Intervention de Jean-Louis Touraine

Séance en hémicycle du vendredi 27 septembre 2019 à 15h00
Bioéthique — Après l'article 2

Photo issue du site de l'Assemblée nationale ou de WikipediaJean-Louis Touraine, rapporteur de la commission spéciale chargée d'examiner le projet de loi relatif à la bioéthique :

Dans la série d'amendements que nous examinons, une moitié propose d'évincer toute possibilité de don orienté ou de don relationnel – je vais expliquer ce dont il s'agit – et l'autre, de les encadrer.

Quelle est la situation actuelle ? Il n'est pas nécessaire de poser un interdit dans la loi puisque cet interdit existe déjà : depuis 2011, les dons dirigés sont prohibés. Malheureusement, personne n'a été capable de faire respecter l'interdiction. La semaine dernière encore, sur une radio publique, un responsable d'un centre d'AMP indiquait que les délais d'attente dans son centre étaient réduits lorsqu'un couple arrivait avec une candidate au don d'ovocytes – non pas en leur faveur, mais pour le pool de candidats à l'AMP. Cet interdit est totalement inopérant, les auditions l'ont montré : tous les responsables de centre d'AMP interrogés ont reconnu qu'il s'agit d'une pratique occasionnelle sans laquelle il leur serait impossible de faire face aux demandes, compte tenu de la pénurie actuelle d'ovocytes, pénurie qu'une interdiction ne manquerait pas d'aggraver.

D'où cette question : si nous renforçons l'interdit, quels moyens pouvons-nous affecter pour surveiller chaque centre d'AMP ? Faut-il poster des agents de police dans chaque centre pour s'assurer des pratiques qui y ont cours ? Même si c'était possible, les agents ne pourraient pas entrer dans les salles de consultation pour vérifier que des personnes ne se livrent pas à des échanges.

L'alternative consiste à considérer qu'il est plus raisonnable d'encadrer une pratique en évitant les effets collatéraux. Le principal effet redouté est la perte de l'anonymat lorsque le don dirigé est effectué pour une personne : la donneuse vient accompagnée de celle qui est censée recevoir le don ; l'enfant sera issu d'une donneuse identifiée et le secret sera rompu, notamment par la famille qui bénéficiera du don. Cette réserve a été exprimée au sein de la commission. C'est la raison pour laquelle je retire l'amendement no 2230 .

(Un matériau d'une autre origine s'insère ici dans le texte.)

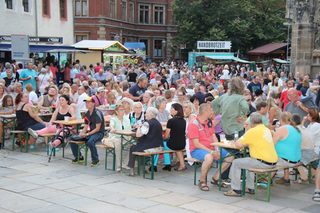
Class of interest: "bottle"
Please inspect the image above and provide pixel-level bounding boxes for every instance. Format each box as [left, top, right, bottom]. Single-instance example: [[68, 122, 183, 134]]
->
[[234, 131, 239, 141]]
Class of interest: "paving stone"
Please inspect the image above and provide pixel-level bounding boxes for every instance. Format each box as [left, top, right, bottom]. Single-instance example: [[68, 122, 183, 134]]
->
[[96, 192, 159, 210], [150, 192, 199, 206], [1, 182, 41, 192], [0, 189, 50, 212], [180, 200, 241, 213], [142, 204, 193, 213], [232, 199, 284, 213]]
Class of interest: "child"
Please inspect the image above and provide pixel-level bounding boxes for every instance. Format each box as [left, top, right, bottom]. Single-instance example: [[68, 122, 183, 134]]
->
[[0, 95, 14, 148]]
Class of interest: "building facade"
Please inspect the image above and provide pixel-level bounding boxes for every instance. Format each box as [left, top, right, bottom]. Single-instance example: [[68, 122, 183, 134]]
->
[[0, 0, 74, 45], [286, 0, 320, 77], [74, 0, 177, 60]]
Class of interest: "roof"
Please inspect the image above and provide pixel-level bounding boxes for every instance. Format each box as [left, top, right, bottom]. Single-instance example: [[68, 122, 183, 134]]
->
[[71, 40, 128, 51], [0, 43, 75, 53], [248, 43, 287, 55], [124, 42, 146, 50]]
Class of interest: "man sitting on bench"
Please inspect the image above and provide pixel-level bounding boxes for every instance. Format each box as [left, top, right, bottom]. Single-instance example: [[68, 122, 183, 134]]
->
[[224, 112, 278, 197]]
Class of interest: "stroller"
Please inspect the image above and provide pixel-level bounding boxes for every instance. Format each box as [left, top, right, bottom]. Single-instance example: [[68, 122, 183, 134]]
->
[[48, 126, 71, 163]]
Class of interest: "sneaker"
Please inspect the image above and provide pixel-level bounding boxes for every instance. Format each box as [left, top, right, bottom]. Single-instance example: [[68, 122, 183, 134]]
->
[[28, 128, 38, 139], [91, 160, 99, 167], [312, 192, 320, 202], [72, 156, 84, 163], [275, 178, 290, 185]]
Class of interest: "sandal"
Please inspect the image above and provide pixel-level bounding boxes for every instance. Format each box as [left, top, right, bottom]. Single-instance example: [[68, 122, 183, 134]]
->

En revanche, je maintiens l'amendement no 2231 , qui concerne le don non pas dirigé mais relationnel, c'est-à-dire que le donneur vient donner non pas pour une personne mais pour ce qu'il est convenu d'appeler la banque de gamètes – un vilain mot – , c'est-à-dire le stock global de gamètes. Cela permet de réduire la pénurie et de donner satisfaction aux demandeurs.

C'est une évidence, pour le don d'ovocytes, compte tenu de la pénibilité, de la douleur associée, il est difficile de trouver des donneuses si elles n'ont pas un minimum de motivation. Or la plus grande motivation réside dans le fait de connaître quelqu'un dans son entourage qui souffre d'une infertilité sans solution.

La solution, très modeste, que je propose n'enfreint aucun des principes éthiques fondamentaux et permet de satisfaire l'ensemble des patientes en attente ainsi que les professionnels, qui craignent, si rien n'est fait, de voir s'installer demain une pénurie redoutable.